What it’s like to open a new restaurant during a pandemic
As even a cursory glance at unemployment figures and business closures around the country will show, 2020 has to be the worst year in the history of modern restaurants.
Imagine still trying to open a restaurant this year in the face of all that.
But given how long it takes to open a restaurant in the first place—let alone reopen one during a pandemic after a multi-month shutdown—there might not be much choice for some owners except to press on. Investments have been made, contracts and leases signed, and opening and reopening (even if only for takeout, delivery, and perhaps outdoor dining) are the only paths to recouping any losses sustained during the shutdown.
“The restaurant and bar industry has become the villain of COVID-spreading, and I think that is unfair,” says Linden Pride, co-owner, with his wife, Nathalie Hudson, of two restaurants in New York City. “Just as precautions can be taken in any social interaction, our industry is going above and beyond in how we are enforcing safety practices to ensure the health of our guests and staff. We are one of the largest sectors of employment in New York City, and our industry needs support if we’re going to get through this time.”
For those restaurant owners who move to reopen indoor dining, they could be facing an uphill battle. Not just in reduced capacity, so reduced checks per table each night, but also in getting diners to want to indulge in dining indoors at all. A CDC study in September found that people who had contracted COVID were twice as likely to say they had dined at a restaurant in the preceding two weeks. And a poll from YouGov and reservations service SevenRooms found in late August that more than one in four Americans have said they will not feel comfortable dining out until there is a vaccine.
Planned as a second iteration of the wildly popular Caffe Dante in Greenwich Village, right near New York University, Dante West Village was originally set to open in March as a more traditional restaurant space with the same European vibe as its sister spot. But the early spring opening was delayed as a result of the COVID-19 outbreak and economic shutdown. So the managers pushed back the soft grand opening to July for exclusively outdoor dining.
“When we finally opened for outdoor dining, we were making adjustments daily, then weekly, as the city was sporadically disseminating information. We were trying to figure out exactly what the guidelines were and then go above and beyond to make sure our guests and staff felt extremely safe when dining,” Pride explains. That included constructing table dividers, enforcing temperature checks, placing hand sanitizer on each table, and more.
But opening or reopening in July also meant having to deal with increasingly chaotic weather on the Eastern Seaboard, from extreme heat to sudden torrential thunderstorms.

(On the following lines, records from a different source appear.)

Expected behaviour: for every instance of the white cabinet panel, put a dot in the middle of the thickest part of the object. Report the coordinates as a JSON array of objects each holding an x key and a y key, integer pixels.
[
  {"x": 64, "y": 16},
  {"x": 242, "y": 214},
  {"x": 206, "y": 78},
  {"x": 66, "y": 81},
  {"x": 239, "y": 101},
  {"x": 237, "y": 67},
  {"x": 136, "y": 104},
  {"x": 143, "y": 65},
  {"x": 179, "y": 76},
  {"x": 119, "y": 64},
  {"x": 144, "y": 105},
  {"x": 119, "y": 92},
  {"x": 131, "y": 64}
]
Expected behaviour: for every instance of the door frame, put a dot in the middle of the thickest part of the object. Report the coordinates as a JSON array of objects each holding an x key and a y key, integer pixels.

Pride says he never had so many weather apps on his phone before. “I was going crazy checking multiple times a day, praying it wouldn’t rain,” he recalls. “Thankfully, we are surrounded by an incredible community who continued to support us, rain or shine.”
Now, with the reopening of indoor dining in New York City on Sept. 30, at 25% capacity for the foreseeable future, the restaurant acknowledges it has a whole new, additional battle to face as the eatery welcomes guests into its dining room for the first time.
Dante West Village is a seafood-driven restaurant, focused around a wood-fired grill and charcoal oven. The Mediterranean-inspired menu takes cues from coastal cuisines of both northern Spain and southern Italy, and the drinks menu focuses on two internationally popular drinks: the spritz and the martini.
Set on the corner of Hudson and Perry streets in Manhattan’s West Village neighborhood, the mint green–colored establishment hosts outdoor seating along both sides of the facade, with curated glass dividers embellished with witty cocktail hour–inspired phrases. Inside, plush green velvet banquettes complement the hand-carved marble bar, vintage lighting, and bespoke wallpaper.
In accordance with current New York state and city guidelines as of this publishing date, the restaurant has implemented 25% capacity for indoor dining, which equates to just 18 people. The team also installed an HVAC filtration system and created custom frames to create barriers in between tables to promote social distancing. Additionally, all guests undergo temperature checks prior to dining indoors (the staff also undergoes daily temperature checks at the start of each shift), and Pride says the host keeps a log of all guests dining indoors for contact tracing purposes.
“In our experience with New York diners, we’ve found that there is a consensus of wanting to get it done ‘right,’ and that’s exactly what we’re trying to do,” Pride says. “We are excited to welcome guests for indoor dining, and I feel very good about it. We’d love to see it increase to 50% or more as long as we’re able to ensure social distancing. I believe that increasing indoor dining capacity to 50%, as well as making outdoor dining permanent, is the only way the restaurant and bar industry will make it through this time.”
Already a neighborhood hotspot popular with locals and celebrities alike, typically generating a wait list and a consistent (but distanced) crowd on Friday and Saturday nights, Dante West Village will continue outdoor dining through the winter, utilizing heaters and setting out blankets for guests. The bar program also just launched its “Fall Into Dante” autumnal drinking menu, featuring hot cocktails suited for the colder weather.
“We will be doing everything we can to survive so that we can make guests comfortable, continue to employ our staff, offer health insurance to our employees, and serve our local community while adhering to guidelines put in place by local and state ordinances,” Pride says.